The proportion of households in England living in private rented accommodation in 2009-2010 rose to 16 percent, or 3.36 million households, its highest level for at least 30 years, according to the latest English Housing Survey published by the government in February. That represents a 73 percent increase since its record low in 1992. The proportion of owner-occupation in 2009-2010 fell to 67.4 percent, the lowest in 20 years.
“There are long-term structural changes in housing in the U.K.,” Terrington said. “Combined with the cyclical effects of the economic downturn and reduced supply of credit, that has all driven demand for rental properties.”
Government spending cuts, a sluggish economic recovery and the prospect of higher mortgage costs driven by rising interest rates are fuelling demand for rented accommodation.
Paragon borrowed 200 million pounds in September from Macquarie Group Ltd. in a four-year secured loan paying 287.5 basis points more than the one-month London interbank offered rate, or Libor on the amount borrowed. It now wants to securitize that loan in the third quarter, Terrington said.
Since May, when Paragon first said it was looking to resume lending, its shares have risen 19 percent, giving the company a market value of about 516 million pounds.
The portfolio to be securitized will reflect the fact that since Paragon resumed lending landlords have on average only been able to borrow 75 percent of the value of the property, compared with a higher proportion before the credit crunch, Terrington said.
Buy-to-let lending rose 22 percent last year to 10.4 billion pounds, more than double the 3.9 billion pounds lent in 2008, according to the Council of Mortgage Lenders. It’s less than 25 percent of the 45 billion pounds borrowed in 2007 ahead of the global financial crisis.

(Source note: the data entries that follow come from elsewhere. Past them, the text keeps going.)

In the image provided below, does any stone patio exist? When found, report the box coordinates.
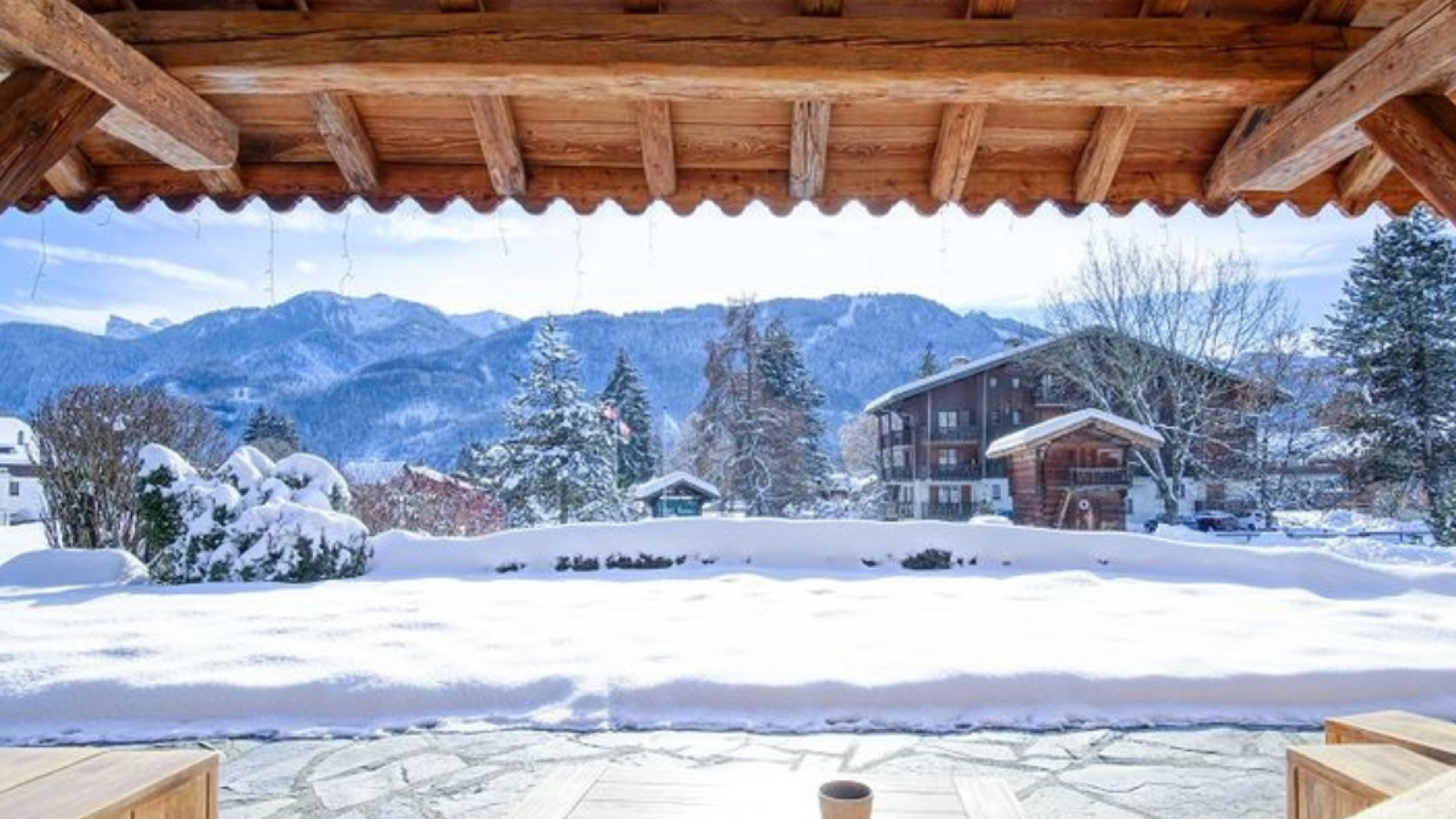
[187,729,1320,819]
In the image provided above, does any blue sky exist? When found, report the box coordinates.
[0,203,1385,332]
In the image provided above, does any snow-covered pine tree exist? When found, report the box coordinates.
[599,349,655,488]
[915,341,941,379]
[479,319,626,526]
[1320,208,1456,515]
[755,318,830,514]
[243,407,303,460]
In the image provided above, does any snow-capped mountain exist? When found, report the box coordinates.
[0,293,1043,465]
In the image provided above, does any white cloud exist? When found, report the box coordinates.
[0,238,242,291]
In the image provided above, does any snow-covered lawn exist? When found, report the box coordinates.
[0,521,1456,742]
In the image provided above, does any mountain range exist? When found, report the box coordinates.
[0,293,1044,466]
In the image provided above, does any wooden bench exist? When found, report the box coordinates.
[0,748,218,819]
[1287,744,1451,819]
[1325,711,1456,765]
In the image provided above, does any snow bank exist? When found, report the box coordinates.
[0,550,150,589]
[369,518,1456,598]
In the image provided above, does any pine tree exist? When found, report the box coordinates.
[917,341,941,379]
[757,318,830,514]
[599,349,657,488]
[1320,208,1456,499]
[468,319,624,526]
[243,407,303,460]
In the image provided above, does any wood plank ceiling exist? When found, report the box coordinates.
[0,0,1456,216]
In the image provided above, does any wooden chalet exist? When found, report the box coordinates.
[0,0,1456,217]
[986,410,1163,532]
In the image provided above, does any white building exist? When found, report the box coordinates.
[0,415,46,526]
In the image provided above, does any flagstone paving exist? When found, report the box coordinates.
[185,727,1320,819]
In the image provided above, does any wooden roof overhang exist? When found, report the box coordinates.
[0,0,1456,217]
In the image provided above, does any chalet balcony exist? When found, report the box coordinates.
[1058,466,1133,490]
[920,502,976,521]
[930,463,981,480]
[930,424,981,441]
[879,430,910,449]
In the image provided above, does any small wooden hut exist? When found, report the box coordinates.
[986,410,1163,531]
[632,472,723,518]
[0,0,1456,217]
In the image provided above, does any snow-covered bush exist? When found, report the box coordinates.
[138,444,369,583]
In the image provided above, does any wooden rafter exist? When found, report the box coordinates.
[0,0,238,170]
[1075,0,1188,204]
[1340,146,1395,204]
[636,99,677,197]
[1208,0,1456,198]
[1360,96,1456,220]
[102,13,1347,105]
[789,99,833,199]
[0,68,111,210]
[46,147,96,199]
[308,92,379,192]
[470,96,526,197]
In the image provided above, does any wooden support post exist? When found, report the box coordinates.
[1075,106,1138,204]
[1340,146,1395,206]
[1360,96,1456,221]
[636,99,677,197]
[46,147,96,199]
[1208,0,1456,199]
[930,104,988,203]
[470,96,526,197]
[0,0,238,170]
[789,99,830,199]
[0,68,111,210]
[308,92,379,191]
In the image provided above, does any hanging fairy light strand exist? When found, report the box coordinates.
[31,210,51,301]
[339,210,354,294]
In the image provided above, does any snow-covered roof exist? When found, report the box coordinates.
[632,472,723,500]
[864,335,1066,414]
[986,410,1163,458]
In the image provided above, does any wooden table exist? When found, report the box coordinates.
[510,765,1024,819]
[1289,744,1451,819]
[0,748,218,819]
[1325,711,1456,765]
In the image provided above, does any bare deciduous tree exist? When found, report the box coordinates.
[32,385,228,553]
[1036,240,1294,516]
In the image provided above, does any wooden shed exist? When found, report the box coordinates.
[0,0,1456,217]
[986,410,1163,531]
[632,472,723,518]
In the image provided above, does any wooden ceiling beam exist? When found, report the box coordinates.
[636,99,677,197]
[308,92,379,192]
[1338,146,1395,203]
[470,96,526,197]
[0,68,111,211]
[789,99,833,199]
[46,147,96,199]
[1073,0,1188,204]
[99,13,1349,105]
[0,0,238,170]
[1360,95,1456,221]
[1208,0,1456,199]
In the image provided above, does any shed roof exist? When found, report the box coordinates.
[632,472,723,500]
[986,410,1163,458]
[0,0,1456,216]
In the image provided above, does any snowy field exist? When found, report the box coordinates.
[0,521,1456,742]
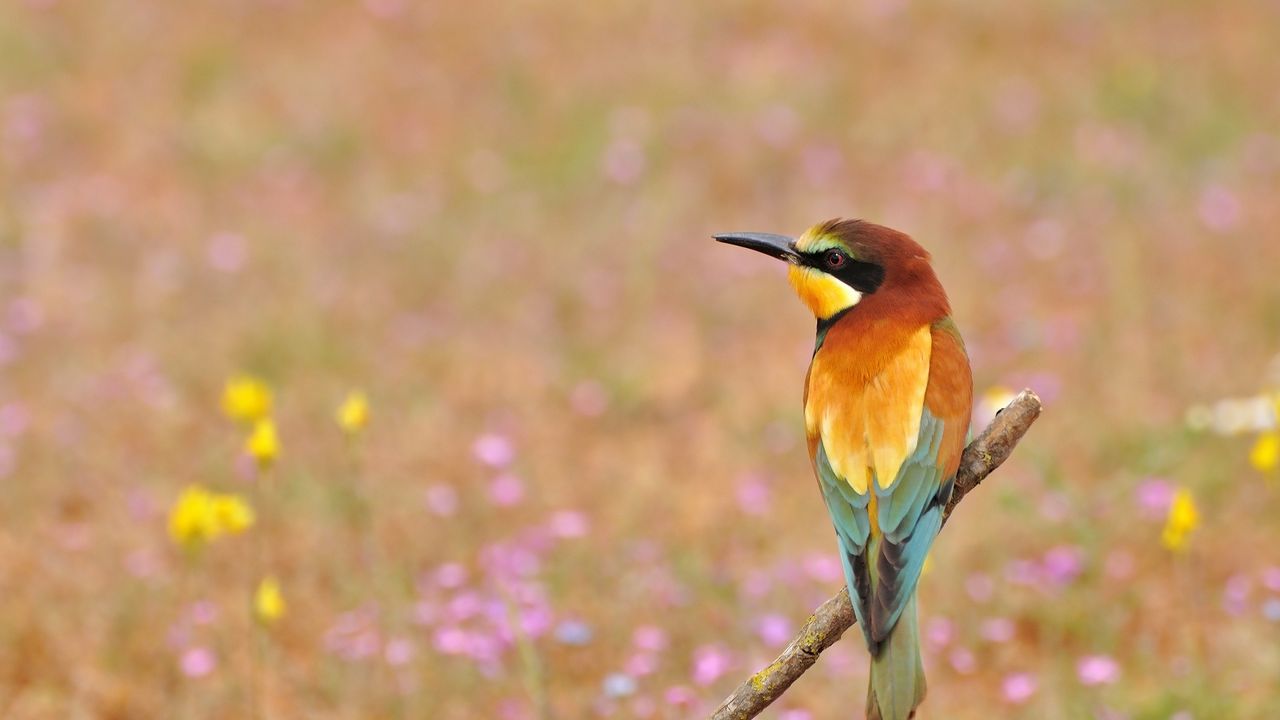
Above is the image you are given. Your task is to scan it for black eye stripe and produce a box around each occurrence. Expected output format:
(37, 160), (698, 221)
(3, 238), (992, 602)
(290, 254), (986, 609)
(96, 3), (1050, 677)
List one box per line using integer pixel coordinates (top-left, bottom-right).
(803, 249), (884, 293)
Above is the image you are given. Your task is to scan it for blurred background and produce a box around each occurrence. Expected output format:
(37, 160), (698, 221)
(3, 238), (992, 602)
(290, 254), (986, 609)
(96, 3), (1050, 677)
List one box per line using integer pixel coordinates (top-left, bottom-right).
(0, 0), (1280, 720)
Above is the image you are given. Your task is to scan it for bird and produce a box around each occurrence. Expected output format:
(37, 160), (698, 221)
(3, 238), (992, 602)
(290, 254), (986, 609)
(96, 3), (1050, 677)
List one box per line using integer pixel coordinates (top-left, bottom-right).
(713, 219), (973, 720)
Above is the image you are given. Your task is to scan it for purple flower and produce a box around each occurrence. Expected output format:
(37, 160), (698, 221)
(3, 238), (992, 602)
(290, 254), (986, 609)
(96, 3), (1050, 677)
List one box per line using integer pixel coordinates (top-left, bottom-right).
(755, 612), (791, 647)
(471, 433), (516, 468)
(1001, 673), (1039, 705)
(1075, 655), (1120, 685)
(178, 647), (218, 678)
(737, 475), (769, 515)
(631, 625), (667, 652)
(489, 474), (525, 507)
(982, 618), (1016, 643)
(694, 644), (732, 685)
(448, 591), (484, 621)
(549, 510), (590, 538)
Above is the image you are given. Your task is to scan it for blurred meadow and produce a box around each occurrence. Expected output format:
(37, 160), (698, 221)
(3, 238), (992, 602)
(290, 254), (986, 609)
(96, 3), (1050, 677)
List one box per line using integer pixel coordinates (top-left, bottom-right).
(0, 0), (1280, 720)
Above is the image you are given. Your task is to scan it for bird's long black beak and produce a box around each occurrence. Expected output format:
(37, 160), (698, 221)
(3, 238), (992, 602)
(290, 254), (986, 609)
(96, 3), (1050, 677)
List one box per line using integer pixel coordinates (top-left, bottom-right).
(713, 232), (800, 263)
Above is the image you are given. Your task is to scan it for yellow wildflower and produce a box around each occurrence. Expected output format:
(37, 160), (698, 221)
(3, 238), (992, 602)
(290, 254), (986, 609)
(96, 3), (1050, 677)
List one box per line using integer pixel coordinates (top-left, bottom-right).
(1249, 430), (1280, 473)
(169, 484), (253, 547)
(169, 486), (218, 547)
(212, 495), (255, 536)
(253, 575), (285, 625)
(244, 418), (280, 468)
(1160, 488), (1199, 552)
(335, 389), (369, 436)
(223, 375), (271, 423)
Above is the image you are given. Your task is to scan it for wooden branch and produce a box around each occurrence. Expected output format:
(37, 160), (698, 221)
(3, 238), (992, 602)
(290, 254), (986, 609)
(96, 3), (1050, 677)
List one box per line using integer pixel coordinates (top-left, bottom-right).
(710, 389), (1041, 720)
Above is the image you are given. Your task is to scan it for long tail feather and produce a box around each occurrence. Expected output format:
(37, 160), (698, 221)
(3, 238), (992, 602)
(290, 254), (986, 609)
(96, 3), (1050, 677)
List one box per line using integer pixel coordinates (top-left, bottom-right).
(867, 592), (924, 720)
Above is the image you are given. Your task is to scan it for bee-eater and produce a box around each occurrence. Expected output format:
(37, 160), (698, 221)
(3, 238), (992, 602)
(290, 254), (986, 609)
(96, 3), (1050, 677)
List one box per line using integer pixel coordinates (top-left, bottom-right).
(716, 220), (973, 720)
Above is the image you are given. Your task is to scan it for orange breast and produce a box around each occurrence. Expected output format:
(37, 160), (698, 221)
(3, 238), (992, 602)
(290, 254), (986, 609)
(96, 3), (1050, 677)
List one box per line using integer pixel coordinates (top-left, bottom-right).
(805, 314), (933, 495)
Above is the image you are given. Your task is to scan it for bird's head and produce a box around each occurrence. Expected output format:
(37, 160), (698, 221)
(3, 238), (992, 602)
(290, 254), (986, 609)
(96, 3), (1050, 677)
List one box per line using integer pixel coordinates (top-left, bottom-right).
(716, 219), (950, 320)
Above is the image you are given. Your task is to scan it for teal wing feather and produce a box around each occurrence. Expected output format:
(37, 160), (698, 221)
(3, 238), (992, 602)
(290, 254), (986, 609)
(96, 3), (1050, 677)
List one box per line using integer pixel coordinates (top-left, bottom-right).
(867, 407), (954, 643)
(814, 439), (872, 644)
(814, 407), (952, 653)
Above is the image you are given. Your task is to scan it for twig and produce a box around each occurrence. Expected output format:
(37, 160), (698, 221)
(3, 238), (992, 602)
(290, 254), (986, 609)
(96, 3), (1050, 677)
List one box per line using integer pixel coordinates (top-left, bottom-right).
(710, 389), (1041, 720)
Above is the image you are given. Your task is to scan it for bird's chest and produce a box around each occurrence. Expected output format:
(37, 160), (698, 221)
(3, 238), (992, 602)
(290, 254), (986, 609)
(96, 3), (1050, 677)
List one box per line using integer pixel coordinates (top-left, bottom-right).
(805, 325), (932, 495)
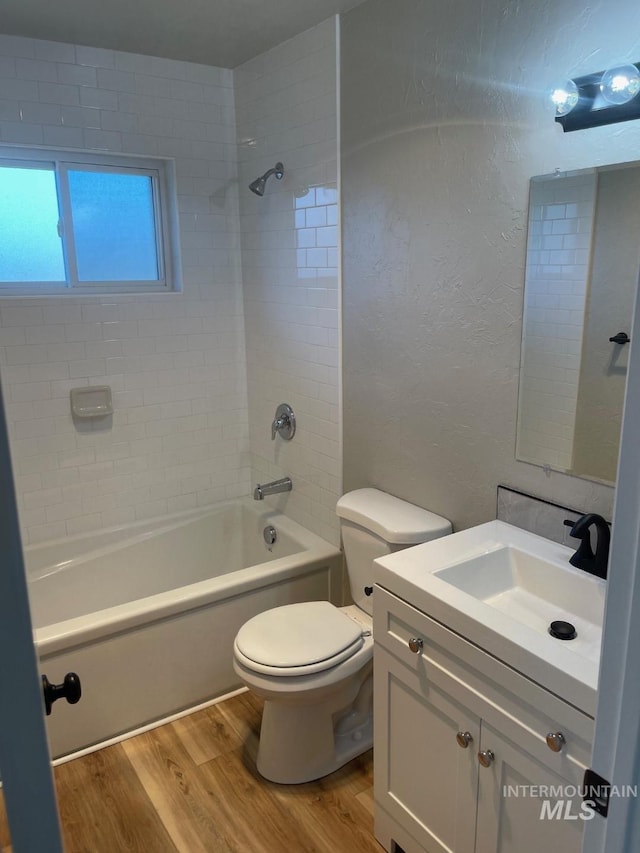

U.K. house prices have fallen 18 percent since their peak in the third quarter of 2007, according to the Lloyds Banking Group Plc’s Halifax unit, Britain’s largest mortgage lender.
Banks create mortgage-backed securities by pooling home loans and selling them to investors as notes, allowing lenders to raise capital more cheaply than by issuing unsecured debt.
The sale of U.K. residential mortgage-backed securities slumped to 10 billion pounds in 2009 from 60 billion pounds as the securitization market closed as a result of the global financial crisis, Terrington said.
Sales rose to the equivalent of about 28 billion pounds last year, according to JPMorgan. Completed deals in 2011 include Skipton Building Society’s 350 million-pound issue in its first securitization.